[Aslı Ü. Bâli is Acting Professor of Law at UCLA School of Law.]
This post is part of the Virginia Journal of International Law Symposium, Volume 52, Issues 1 and 2. Other posts in this series can be found in the related posts below.
I am grateful to
Opinio Juris for the opportunity to discuss my Article - "
The Perils of Judicial Independence: Constitutional Transition and the Turkish Example." Here I outline the critique I offer of the "Turkish model" of constitutionalism and the implications of my argument for democratizing transitions such as those currently underway in the Arab world.
Democratizing model or cautionary tale?
Turkey is sometimes invoked as a potential "model" for democratization in countries like Egypt and Tunisia. This article considers the features of the Turkish legal order that have impeded democratic consolidation. In particular, I analyze the role of the Turkish Constitutional Court and arguments about judicial independence in a series of constitutional crises from 2007 to the present. This focus on courts and constitutions is appropriate, I claim, because of the emphasis placed on "rule of law," constitutionalism and an independent judiciary in the academic literature on democratizing transitions. In the context of the Arab Spring, such prescriptions have served an almost talismanic function – separating, in the eyes of external observers, legitimate calls for democratic change from troubling forms of political upheaval. In Egypt such observers view arguments for managed transition through constitutional reform as appropriate while political transformation through the ballot box is identified with the specter of political Islam. Yet, in the Turkish case, I argue that a strong and independent judiciary and the effort to insulate certain constitutional principles from democratic debate – particularly centered around the meaning of secularism in a Muslim majority country – has served to inhibit democratization and entrench legacies of authoritarianism. Indeed, as a result of the positions taken by traditional political elites through the courts, political Islamists in Turkey have emerged as democratizers and perhaps even (accidental) liberalizers.

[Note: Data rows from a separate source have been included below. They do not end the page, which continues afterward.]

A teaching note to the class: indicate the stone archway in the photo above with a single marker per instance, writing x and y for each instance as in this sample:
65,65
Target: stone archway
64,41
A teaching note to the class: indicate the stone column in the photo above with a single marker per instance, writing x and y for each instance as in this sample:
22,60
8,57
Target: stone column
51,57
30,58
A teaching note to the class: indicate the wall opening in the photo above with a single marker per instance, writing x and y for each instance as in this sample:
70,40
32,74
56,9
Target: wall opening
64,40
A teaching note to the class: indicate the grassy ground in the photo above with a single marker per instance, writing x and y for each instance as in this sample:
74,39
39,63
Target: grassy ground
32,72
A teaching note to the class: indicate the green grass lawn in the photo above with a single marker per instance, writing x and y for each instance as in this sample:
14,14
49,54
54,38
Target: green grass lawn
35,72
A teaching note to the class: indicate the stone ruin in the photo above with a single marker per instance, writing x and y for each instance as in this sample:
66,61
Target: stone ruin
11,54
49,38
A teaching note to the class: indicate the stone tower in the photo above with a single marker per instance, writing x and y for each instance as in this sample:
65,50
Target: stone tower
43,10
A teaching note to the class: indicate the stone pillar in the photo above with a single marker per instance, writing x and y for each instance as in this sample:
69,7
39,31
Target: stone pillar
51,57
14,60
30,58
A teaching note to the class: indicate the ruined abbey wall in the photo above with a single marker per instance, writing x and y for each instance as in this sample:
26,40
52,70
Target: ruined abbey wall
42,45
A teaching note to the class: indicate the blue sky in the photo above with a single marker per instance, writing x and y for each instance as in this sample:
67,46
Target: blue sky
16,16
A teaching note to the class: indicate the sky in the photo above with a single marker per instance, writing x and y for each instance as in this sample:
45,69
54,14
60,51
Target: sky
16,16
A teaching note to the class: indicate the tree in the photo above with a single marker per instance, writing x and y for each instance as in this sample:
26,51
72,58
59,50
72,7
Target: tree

Redefining judicial independence
Based on the Turkish case I argue that institutional design prescriptions for democratic transitions, including those related to judicial independence, should be revisited. In particular, the meaning of "judicial independence" should be understood differently in the context of a transition from minority rule to majority rule (through democratization). At present, judicial independence is conceived primarily in terms of separation of powers; while accompanied by the idea of "checks and balances," the emphasis is on maintaining the autonomy of the courts rather than on subjecting them to political checks. Ran Hirschl has argued that this notion of judicial independence is particularly well suited to enabling authoritarian elites to manage transitional processes. The Turkish conceptions of constitutionalism and judicial independence exemplify the risk that constitutional provisions may serve to insulate elite privileges from democratic reversal through the courts. Through my analysis of recent Turkish constitutional crises – and their origins in institutional legacies from the founding of the republic – I argue that in cases of democratic transition, the best definition of judicial independence would be independence from elite capture rather than independence from the elected branches of government.